Sie haben sich entschieden zu verkaufen – aber monatelang auf Anfragen zu warten, während das Auto auf dem Stellplatz steht, war nicht der Plan. Hier ist, wie Sie Ihren Privatverkauf beschleunigen, ohne den Preis zu verschenken.
Preis: Die wichtigste Variable
Ein realistischer Angebotspreis ist der einzige Hebel, der wirklich sofort wirkt. Ein zu hoch angesetzter Preis liefert keine Anfragen – egal wie gut die Fotos sind.
- Vergleichsinserate auf mobile.de durchsuchen: Suchen Sie nach Ihrem exakten Modell, Baujahr, Ausstattungslinie und vergleichbarer Laufleistung. Filtern Sie auf Privatangebote. Das ist der direkte Marktpreis.
- SCHWACKE-Richtwert als Orientierung: Der SCHWACKE-Händlereinkaufswert bildet Ihre realistische Untergrenze. Darüber sollten Sie als Privatanbieter mindestens liegen; der Händlerverkaufswert ist Ihre ungefähre Obergrenze.

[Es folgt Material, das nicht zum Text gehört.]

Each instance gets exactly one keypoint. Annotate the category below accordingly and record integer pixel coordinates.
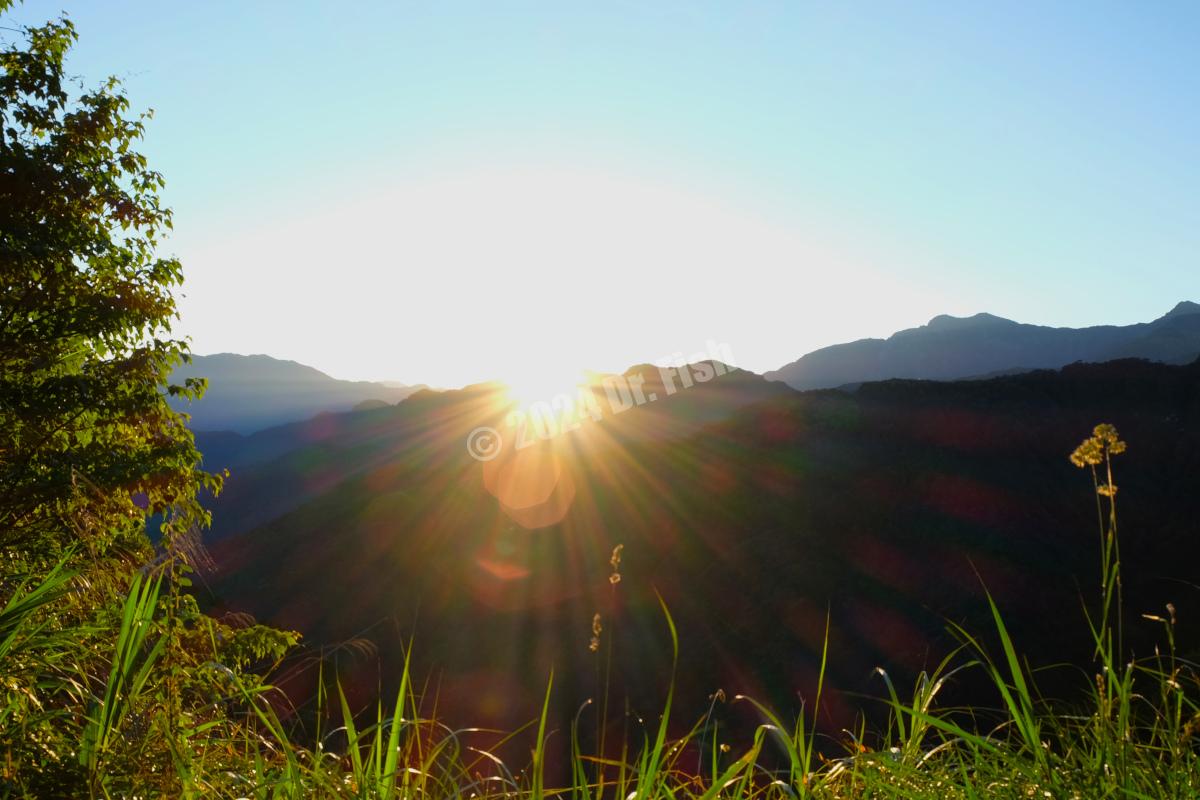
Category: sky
(445, 192)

- Verhandlungspuffer einbauen: Setzen Sie 5–8 % über Ihrem Mindestpreis an. Käufer verhandeln fast immer – geben Sie sich Spielraum.

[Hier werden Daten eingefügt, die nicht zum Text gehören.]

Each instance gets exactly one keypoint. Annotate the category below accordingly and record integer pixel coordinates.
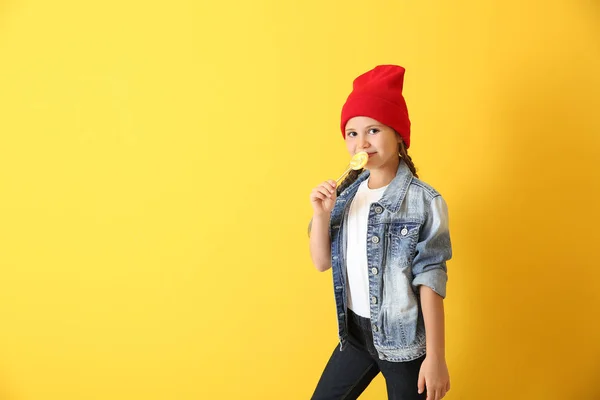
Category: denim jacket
(408, 244)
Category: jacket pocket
(402, 240)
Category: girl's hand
(322, 198)
(434, 375)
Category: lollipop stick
(339, 180)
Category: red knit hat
(378, 94)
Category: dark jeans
(349, 372)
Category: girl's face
(380, 141)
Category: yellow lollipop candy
(358, 161)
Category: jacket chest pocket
(402, 241)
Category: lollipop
(358, 161)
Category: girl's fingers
(325, 191)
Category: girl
(385, 235)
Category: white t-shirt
(356, 251)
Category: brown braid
(407, 159)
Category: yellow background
(155, 166)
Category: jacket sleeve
(433, 249)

- 7-Tage-Regel: Wenn Sie nach 7 Tagen keine ernsthafte Anfrage haben, ist der Preis zu hoch. Eine Reduzierung um 5 % löst erfahrungsgemäß sofort neue Anfragen aus.
Papiere vorher in Ordnung bringen
- HU aktuell: Eine gültige HU (mindestens 6 Monate Restlaufzeit) ist einer der stärksten Vertrauensfaktoren. Wenn die HU bald abläuft, erwägen Sie, sie vor dem Inserat zu erneuern – das zahlt sich meist aus.
- Zulassungsbescheinigung Teil I und II bereithalten: Vollständige Papiere signalisieren Sorgfalt und ermöglichen eine reibungslose Übergabe.
- Serviceheft und Rechnungen: Legen Sie alles Verfügbare heraus. Käufer prüfen diese Unterlagen bei der Besichtigung. Lücken geben Anlass zu Zweifeln.
Fotos: Der erste Eindruck entscheidet
- Auto gründlich waschen und aufbereiten: Innen wie außen. Ein sauberes Auto wirkt auf Fotos deutlich wertiger als ein verschmutztes.
- Lichtverhältnisse: Bedeckter Morgen oder Abendlicht sind ideal – kein Gegenlicht, keine harten Schatten. Kein Blitz bei Innenaufnahmen.
- Alle wichtigen Perspektiven: Front, Heck, beide Seiten, 45°-Ansichten vorn/hinten, Innenraum von beiden Türen, Rücksitzbank, Kofferraum, Cockpit, Tacho, eventuelle Sonderausstattungen.
- Schäden ehrlich zeigen: Fotografieren und benennen Sie Kratzer, Dellen oder Gebrauchsspuren im Inserat. Ein Käufer, der das erst bei der Besichtigung sieht, ist verärgert und verhandelt stärker.
Inserat: Vollständig und ohne offene Fragen
- Nennen Sie als erstes Ihren stärksten Verkaufsaspekt: niedrige Laufleistung, lückenlose Scheckheftpflege, frisch bestandene HU.
- Führen Sie alle Sonderausstattungen auf: Panoramadach, Leder, Navi, AHK, PDC, Sitzheizung.
- Geben Sie den exakten Kilometerstand und das Datum an.
- Offenbaren Sie bekannte Mängel direkt – das spart Ihnen Besichtigungen, die zu keinem Abschluss führen.
- Reagieren Sie schnell auf Anfragen. Ein Interessent, der 24 Stunden keine Antwort erhält, kauft beim nächsten Anbieter.